Munzur’a
Nar
Ellerime yapışan özlemler koynumda çürüdü.
Oturup otuzumu bekledim
yırtık avuçlarımda su içerken.
Kıştı, yüzümü ikiye bölen yollarda.
Dolaştım durdum ince bilekli bir kadının
doğumunu izlemek için ama sevgilim sen doğuyordun, ağlamaların kulağımda.
Dudaklarımı uzatıyorum toprak kokan sütün
boynundan öpmeye, dudaklarım narlaşıyor çatlıyor, çürüyor.
Bilmek!
Bilmezdim uzun bir yoldan gelene su verilir, gidenin
ardından su dökülür.
Sonra bildim; bir fotoğrafın ağırlığını, beklemenin sabırsızlığını, kokunun hatırasını…
Bildim!
Yürüdüm!
Düştüm; iki günde yedi kattan bir elmaya.
Yıkandım yedi denizin suyuyla, yetmiş kez af dilemeye tutuldu yüzüm, gözüm…
Nafile!
Sabahın beşinde bir kahve fincanının kulpuna asılı olan ömrümde zaman otuz dilime bölündü
ve her dilimde bozkır
acısı, kağıt kesiği!
Omzum!
Paslı sularda yıkanıp sedef kokulu havlularla
kurulanan yedi melek indi yedi gün içinde omzumdan. Yetmedi her biri yedi defa
düşünüp yedişer kere ağıt yaktı çürüyen gidişine.
Munzur!
Şimdi jilet kesiği suda yıkanıyorum.
Ey su! Taş yarası gibi
acıttın!
Acının rengi bileklerimde, midemde lavanta
krampları, boynumda asılı saç örüklerin…
Âmayım leğen kemiğinde
yıkandım, güzeldin, boynunda sallanan bir köprüden geçtim…
Bekleyiş!
Daha ekim bitmemişti ve peygamber yarası değildi
acıyan yerim.
Ve Ekim bitti! Harran ovasında anlımı güneşe
seriyorum, kuruyor bütün damarlarım,
Elimde ceviz reçeli geçiyor, kararıyor avuçlarım
Ekşini bir tatla doğduğu anda konuşuyor bütün
çocuklar.
Bir dağ yıkılıyor
yüzümün karasal ikliminde.
İşportacılık yapıp zaman satıyorum kendime.
Ama şimdi tahtaya çakılmış paslı bir çivi gibi durup zamanın geçmesini beklemekten başka yol yok.
Ağıt
Vursan kan, öpsen ayrılış…
Ki ben dokunsam ağıt oluyor boynun.
Salon yalnızlığımda etrafımda semah dönen “belirsizlik” yoruyor beni.
Ama şimdi buradayım; aklımın düşmanlığında.
Yedi cihanda dolaşan ağıtçılar buldum, yediden yetmişe çıplak gözlerle ağladılar lahitten ömrüme.
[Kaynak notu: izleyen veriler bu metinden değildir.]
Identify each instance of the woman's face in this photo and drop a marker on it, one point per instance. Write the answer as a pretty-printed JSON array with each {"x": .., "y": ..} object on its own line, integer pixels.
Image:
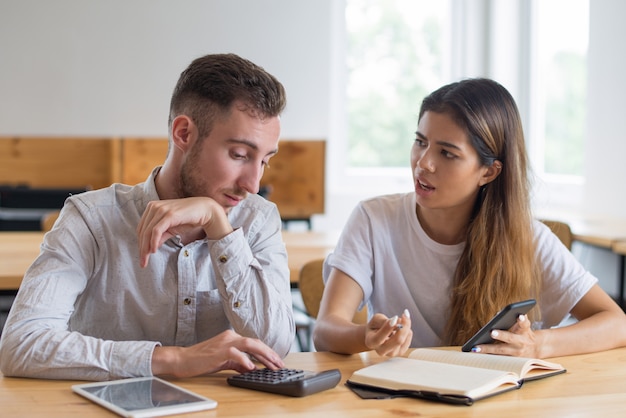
[{"x": 447, "y": 173}]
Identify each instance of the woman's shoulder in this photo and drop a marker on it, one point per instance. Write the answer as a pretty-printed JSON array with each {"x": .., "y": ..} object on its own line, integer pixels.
[{"x": 387, "y": 201}]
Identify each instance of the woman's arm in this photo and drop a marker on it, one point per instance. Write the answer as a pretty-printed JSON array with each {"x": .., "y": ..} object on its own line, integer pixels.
[
  {"x": 601, "y": 326},
  {"x": 335, "y": 331}
]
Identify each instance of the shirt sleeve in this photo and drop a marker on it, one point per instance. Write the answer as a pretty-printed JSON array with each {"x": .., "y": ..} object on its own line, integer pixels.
[
  {"x": 253, "y": 281},
  {"x": 37, "y": 340}
]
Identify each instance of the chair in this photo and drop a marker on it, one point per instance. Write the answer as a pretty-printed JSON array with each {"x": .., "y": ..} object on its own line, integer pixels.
[
  {"x": 562, "y": 230},
  {"x": 311, "y": 285}
]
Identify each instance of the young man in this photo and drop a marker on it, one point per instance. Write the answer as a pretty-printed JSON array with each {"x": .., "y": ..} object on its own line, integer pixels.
[{"x": 185, "y": 274}]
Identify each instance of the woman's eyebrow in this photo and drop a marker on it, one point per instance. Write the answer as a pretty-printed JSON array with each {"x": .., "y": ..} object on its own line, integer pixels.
[{"x": 440, "y": 142}]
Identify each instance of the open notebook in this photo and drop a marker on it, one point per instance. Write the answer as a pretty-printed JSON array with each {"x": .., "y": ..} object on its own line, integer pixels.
[{"x": 448, "y": 376}]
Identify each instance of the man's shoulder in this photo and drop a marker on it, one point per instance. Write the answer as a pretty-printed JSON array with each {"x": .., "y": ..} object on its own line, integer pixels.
[{"x": 114, "y": 195}]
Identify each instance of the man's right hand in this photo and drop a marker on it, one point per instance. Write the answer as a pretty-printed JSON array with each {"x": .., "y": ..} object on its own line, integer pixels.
[{"x": 226, "y": 351}]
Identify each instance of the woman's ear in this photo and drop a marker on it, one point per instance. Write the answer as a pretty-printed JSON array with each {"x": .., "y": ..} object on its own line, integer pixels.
[
  {"x": 184, "y": 132},
  {"x": 492, "y": 172}
]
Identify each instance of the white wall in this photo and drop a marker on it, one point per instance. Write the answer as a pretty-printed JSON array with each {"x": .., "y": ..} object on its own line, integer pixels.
[
  {"x": 89, "y": 67},
  {"x": 605, "y": 172}
]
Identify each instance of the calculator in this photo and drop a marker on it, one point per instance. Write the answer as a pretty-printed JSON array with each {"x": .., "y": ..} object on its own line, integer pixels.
[{"x": 290, "y": 382}]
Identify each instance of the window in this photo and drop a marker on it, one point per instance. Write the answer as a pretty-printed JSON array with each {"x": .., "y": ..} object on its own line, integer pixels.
[
  {"x": 391, "y": 53},
  {"x": 559, "y": 80},
  {"x": 396, "y": 55}
]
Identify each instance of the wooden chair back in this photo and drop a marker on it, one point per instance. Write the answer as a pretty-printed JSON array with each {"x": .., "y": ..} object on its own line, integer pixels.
[{"x": 311, "y": 285}]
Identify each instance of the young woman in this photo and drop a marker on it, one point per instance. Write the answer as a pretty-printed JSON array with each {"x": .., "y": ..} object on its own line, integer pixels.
[{"x": 435, "y": 264}]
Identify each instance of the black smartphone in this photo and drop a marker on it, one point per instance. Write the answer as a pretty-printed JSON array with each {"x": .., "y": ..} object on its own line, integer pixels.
[{"x": 503, "y": 320}]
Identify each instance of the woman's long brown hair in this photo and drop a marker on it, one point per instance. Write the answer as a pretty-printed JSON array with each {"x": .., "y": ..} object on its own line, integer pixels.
[{"x": 498, "y": 265}]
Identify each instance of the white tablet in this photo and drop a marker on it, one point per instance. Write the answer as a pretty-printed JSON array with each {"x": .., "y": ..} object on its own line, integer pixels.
[{"x": 143, "y": 397}]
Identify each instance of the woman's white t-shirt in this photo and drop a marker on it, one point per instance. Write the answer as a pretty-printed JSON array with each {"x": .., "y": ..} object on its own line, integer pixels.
[{"x": 385, "y": 250}]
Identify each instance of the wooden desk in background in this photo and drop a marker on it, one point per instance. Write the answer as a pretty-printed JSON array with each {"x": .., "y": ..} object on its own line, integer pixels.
[
  {"x": 592, "y": 387},
  {"x": 19, "y": 249}
]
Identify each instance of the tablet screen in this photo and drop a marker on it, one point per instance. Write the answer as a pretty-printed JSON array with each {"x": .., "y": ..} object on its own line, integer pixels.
[{"x": 145, "y": 396}]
Uzanıyor bozkırda nabzım gecenin dörtte bir vaktinde (seher), avlayıveriyor kurtlar seyrek seferlerde; gül destesi, tırnak kırığı, gam kisvesi yüreğimi.
İbrik dibinde birikmiş ömrüm yasa dönüyor köy ortası yerde…
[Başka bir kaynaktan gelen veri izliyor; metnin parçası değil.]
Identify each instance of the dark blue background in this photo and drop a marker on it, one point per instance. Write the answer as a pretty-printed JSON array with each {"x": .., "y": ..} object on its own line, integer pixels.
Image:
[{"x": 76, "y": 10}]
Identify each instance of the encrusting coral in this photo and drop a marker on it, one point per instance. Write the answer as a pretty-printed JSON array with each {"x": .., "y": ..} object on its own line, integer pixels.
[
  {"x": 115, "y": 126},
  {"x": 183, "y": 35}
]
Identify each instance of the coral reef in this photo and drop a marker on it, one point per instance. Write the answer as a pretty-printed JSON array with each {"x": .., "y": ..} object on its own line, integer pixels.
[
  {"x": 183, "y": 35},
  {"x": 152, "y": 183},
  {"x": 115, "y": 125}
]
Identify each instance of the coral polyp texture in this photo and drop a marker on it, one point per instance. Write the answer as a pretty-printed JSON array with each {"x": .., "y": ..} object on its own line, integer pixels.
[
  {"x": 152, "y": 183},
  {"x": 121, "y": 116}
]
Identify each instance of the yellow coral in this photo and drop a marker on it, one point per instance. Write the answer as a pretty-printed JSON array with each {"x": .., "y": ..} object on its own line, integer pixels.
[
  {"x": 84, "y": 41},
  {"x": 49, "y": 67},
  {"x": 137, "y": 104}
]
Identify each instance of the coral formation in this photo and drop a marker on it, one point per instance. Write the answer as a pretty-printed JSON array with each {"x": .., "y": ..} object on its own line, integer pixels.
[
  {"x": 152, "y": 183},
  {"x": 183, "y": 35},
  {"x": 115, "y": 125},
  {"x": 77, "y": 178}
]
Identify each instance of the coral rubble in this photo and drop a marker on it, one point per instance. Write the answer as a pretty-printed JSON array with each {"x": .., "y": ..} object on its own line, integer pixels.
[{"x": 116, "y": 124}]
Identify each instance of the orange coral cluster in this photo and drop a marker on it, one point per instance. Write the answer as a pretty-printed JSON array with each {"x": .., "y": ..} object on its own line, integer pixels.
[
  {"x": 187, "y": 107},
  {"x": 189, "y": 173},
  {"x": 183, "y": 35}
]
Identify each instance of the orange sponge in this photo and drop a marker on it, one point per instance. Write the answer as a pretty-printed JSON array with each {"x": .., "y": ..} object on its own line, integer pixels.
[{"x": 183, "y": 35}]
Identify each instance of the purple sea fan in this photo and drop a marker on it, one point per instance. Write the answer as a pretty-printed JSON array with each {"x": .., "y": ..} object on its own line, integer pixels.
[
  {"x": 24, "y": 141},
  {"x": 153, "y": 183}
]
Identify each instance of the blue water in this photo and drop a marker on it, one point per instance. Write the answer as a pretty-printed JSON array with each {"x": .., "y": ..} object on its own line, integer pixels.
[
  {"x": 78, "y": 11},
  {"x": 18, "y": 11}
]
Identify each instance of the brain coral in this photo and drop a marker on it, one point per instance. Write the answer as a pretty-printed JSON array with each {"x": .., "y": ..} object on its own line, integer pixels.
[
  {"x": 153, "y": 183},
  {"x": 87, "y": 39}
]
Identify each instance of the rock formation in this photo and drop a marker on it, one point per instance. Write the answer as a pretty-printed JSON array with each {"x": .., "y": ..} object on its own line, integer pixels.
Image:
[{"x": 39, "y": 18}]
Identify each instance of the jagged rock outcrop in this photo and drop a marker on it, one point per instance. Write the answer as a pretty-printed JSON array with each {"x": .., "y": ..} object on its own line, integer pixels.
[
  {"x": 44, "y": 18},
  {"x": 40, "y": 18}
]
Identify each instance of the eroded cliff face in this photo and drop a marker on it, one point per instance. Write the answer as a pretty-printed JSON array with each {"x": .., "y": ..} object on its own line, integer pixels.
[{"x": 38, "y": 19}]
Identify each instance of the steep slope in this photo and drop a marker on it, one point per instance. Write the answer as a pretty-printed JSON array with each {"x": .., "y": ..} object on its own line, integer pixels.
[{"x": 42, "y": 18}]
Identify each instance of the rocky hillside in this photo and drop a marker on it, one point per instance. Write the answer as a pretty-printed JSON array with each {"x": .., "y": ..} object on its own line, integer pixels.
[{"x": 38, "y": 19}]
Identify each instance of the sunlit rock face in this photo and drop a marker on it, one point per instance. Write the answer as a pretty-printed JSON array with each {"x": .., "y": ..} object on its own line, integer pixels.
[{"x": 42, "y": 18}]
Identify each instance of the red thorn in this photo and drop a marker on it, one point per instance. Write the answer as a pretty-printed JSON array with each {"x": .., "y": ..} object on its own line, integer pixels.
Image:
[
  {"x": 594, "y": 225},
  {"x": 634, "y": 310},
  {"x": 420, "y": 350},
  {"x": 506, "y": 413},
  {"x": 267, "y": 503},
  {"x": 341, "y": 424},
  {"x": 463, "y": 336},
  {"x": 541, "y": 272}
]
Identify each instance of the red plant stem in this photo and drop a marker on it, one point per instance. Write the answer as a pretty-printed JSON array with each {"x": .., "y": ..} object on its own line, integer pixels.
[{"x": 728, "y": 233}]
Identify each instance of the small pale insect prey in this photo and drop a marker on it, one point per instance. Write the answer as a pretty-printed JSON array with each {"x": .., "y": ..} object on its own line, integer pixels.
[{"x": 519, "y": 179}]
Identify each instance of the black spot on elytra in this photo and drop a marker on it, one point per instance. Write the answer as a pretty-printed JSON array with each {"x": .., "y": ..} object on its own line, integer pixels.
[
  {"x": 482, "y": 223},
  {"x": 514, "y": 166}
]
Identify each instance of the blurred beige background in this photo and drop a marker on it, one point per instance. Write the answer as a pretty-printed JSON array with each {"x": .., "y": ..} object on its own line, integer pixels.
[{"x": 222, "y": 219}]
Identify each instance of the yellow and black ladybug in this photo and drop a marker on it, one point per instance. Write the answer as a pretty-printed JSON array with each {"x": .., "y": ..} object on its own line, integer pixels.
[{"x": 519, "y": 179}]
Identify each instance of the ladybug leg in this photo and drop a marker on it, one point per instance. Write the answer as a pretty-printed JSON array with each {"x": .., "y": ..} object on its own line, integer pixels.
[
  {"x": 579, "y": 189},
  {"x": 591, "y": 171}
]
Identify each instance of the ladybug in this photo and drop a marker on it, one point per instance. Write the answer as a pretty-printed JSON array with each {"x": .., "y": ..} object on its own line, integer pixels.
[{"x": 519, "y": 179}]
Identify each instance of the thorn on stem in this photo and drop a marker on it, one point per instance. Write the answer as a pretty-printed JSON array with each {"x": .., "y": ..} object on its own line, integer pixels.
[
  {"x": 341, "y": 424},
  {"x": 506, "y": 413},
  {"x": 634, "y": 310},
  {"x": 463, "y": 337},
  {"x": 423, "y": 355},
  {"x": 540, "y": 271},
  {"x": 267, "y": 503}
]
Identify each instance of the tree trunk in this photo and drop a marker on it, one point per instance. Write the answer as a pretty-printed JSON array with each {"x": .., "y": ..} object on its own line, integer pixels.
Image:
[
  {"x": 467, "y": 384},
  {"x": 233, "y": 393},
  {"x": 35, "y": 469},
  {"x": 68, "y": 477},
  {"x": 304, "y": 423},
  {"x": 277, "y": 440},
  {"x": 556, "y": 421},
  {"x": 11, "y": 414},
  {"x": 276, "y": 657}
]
Bölündü… yırtıldı yüzümün perdesi çeperinden…akrepler kin kustu!
Yüzüm…
Sustu su, ağırlaştı taş, kör oldu bütün kılıçlar.
Vah ki!
Duvarla boyası arasında sıkışıp kalan, gitleri çok gelmeleri naylondan olan, özlemesi kudurmuş beklemesi zehre zemberek duran gençliğim… diz kapaklarına dudaklarımla dokundum unutma!
Boşuna! Nafile!
Üç güne sığmaz bu taziye, paylaşılmaz bu yasın ağırlığı köy ortasında…
Asıl şimdi rağmenlerin çölünde suyunu çekememiş bir toprak kadar çatlaktır ömrüm…
Ve bu ağıt ki nal sesleriyle dövülmüş göğüs kafesimden giden, sabrını selamete erdiremeyen tüy kadar hafif saç örüklerine.
Handiyse mırıldanacak vasiyete durmuş altın kaburgam.